Log personal data in Certificate Manager
This article describes how data, that is logged by Smart ID Certificate Manager (CM), is handled.
If the data that is being processed by CM contains personal data, such as names or otherwise sensitive information about persons, this data might be affected by the EU General Data Protection Regulation (GDPR).
What data does the operational logs contain?
In standard CM configuration, the operational logs will contain the following data, which could be considered sensitive or personal in some use-cases:
Component | When | What is being logged |
|---|---|---|
PGWY1 | Verifying CMC2 requests | The subject and alt.names of the signer of the request |
SCEP3 certificate issued | Certificate subject, alt.names | |
Certificates that are issued via certificate formats that use the | Certificate subject, alt.names | |
Each PGWY factory module that handles issuing of certificates will log the information that is configured in com.nexussafe.cm.pgwy.subject in file logging.properties. | Depending on configuration, this could include the certificate subject | |
CF | Ldif4 files created after successful LDAP distribution requests. | The whole LDAP distribution request, together with the LDAP path, which could include the certificate subject or DN. |
Error during LDAP publication | LDAP path, which could include the certificate subject or DN. Parts of LDAP request, which could include certificate subject or DN. |
1 Protocol Gateway
2 Certificate management over CMS (Cryptographic Message Syntax)
3 Simple Certificate Enrollment Protocol
4 LDAP Data Interchange Format
Additional information logged by CM
In certain cases when CM encounters a situation that is out of the ordinary, such as errors, mismatching data, or requests that are invalid, CM will also log additional information to enable troubleshooting of a potential error.

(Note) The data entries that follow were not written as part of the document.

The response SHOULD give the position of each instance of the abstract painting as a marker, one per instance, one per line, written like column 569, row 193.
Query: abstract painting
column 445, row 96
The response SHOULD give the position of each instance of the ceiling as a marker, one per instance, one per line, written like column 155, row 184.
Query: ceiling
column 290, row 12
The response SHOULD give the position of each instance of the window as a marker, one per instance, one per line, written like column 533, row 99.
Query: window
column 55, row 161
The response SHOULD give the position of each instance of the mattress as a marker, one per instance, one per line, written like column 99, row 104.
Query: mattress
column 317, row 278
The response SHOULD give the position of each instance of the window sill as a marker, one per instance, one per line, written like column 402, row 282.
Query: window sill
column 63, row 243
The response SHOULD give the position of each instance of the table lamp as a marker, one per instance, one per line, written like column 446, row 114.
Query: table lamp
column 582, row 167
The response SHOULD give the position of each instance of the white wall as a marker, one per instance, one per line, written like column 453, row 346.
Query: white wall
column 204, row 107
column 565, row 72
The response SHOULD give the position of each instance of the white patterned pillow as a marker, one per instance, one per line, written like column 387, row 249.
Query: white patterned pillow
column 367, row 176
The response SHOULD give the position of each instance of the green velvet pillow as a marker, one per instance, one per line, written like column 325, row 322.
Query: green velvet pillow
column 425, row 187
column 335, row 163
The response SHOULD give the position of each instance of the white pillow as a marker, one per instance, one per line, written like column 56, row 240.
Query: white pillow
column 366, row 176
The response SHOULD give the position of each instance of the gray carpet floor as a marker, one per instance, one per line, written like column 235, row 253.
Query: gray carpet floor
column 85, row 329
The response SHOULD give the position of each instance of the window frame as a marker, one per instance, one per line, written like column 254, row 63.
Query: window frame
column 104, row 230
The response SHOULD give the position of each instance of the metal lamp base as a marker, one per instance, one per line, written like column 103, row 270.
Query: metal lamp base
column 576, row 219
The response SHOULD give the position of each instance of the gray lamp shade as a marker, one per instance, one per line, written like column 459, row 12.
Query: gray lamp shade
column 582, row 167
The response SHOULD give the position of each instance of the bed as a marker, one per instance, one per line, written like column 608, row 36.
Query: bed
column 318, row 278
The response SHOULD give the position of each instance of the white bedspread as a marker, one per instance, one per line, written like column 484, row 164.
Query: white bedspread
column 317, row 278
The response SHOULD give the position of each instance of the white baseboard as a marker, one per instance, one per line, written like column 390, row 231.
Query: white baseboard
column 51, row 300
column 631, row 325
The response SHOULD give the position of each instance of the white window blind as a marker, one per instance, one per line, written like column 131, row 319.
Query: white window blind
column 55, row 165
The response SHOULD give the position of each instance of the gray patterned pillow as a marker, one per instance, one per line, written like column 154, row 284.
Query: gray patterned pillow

These cases are not part of the expected operation of CM. For example, when reading a certificate signature from the database, but the certificate could not be verified for unknown reasons, the operational logs could include the full data about the certificate, which includes the certificate subject. It is not recommended to disable such logging, since such situations are not expected to happen, and having sufficient logs could be of vital importance when troubleshooting.
CM operational logs also contain extensive information about actions taken by officers, and the information about the officer performing an action. The information about the officer is required for the CA to fulfill its operational obligations.
How to reduce logging of personal data
To disable logging of the above information, see the following documents and sections:
The "Masking Personal Data In Logs" chapter in Installation and Configuration Guide - Protocol Gateway.
The "da.conf" chapter in the Technical Description shows how to disable logging to ldif files.
To prevent having unnecessary personal data in logs, rotate the operational logs in scheduled intervals, by removing logs that are older than a predetermined amount of time.